# Concrete Compressive Testing

The Compressive Strength of Concrete determines the quality of Concrete. This is generally determined by a standard crushing test on a concrete cylinder. This requires engineers to build small concrete cylinders with different combinations of raw materials and test these cylinders for strength variations with a change in each raw material. The recommended wait time for testing the cylinder is 28 days to ensure correct results. This consumes a lot of time and requires a lot of labour to prepare different prototypes and test them. Also, this method is prone to human error and one small mistake can cause the wait time to drastically increase.

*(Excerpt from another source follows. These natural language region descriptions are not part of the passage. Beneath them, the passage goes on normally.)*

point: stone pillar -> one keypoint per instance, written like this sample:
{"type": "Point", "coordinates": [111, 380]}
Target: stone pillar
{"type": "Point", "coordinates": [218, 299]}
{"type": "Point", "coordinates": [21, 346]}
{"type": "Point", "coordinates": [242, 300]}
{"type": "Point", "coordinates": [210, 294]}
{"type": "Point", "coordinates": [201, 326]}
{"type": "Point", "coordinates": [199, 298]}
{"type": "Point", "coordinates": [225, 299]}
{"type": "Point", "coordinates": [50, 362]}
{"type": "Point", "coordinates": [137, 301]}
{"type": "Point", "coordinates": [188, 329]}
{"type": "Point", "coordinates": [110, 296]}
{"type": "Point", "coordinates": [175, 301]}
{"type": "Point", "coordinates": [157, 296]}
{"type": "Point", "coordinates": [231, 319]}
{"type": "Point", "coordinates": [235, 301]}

One way of reducing the wait time and reducing the number of combinations to try is to make use of digital simulations, where we can provide information to the computer about what we know and the computer tries different combinations to predict the compressive strength. This way we can reduce the number of combinations we can try physically and reduce the amount of time for experimentation. But, to design such software we have to know the relations between all the raw materials and how one material affects the strength. It is possible to derive mathematical equations and run simulations based on these equations, but we cannot expect the relations to be same in real-world. Also, these tests have been performed for many numbers of times now and we have enough real-world data that can be used for predictive modelling.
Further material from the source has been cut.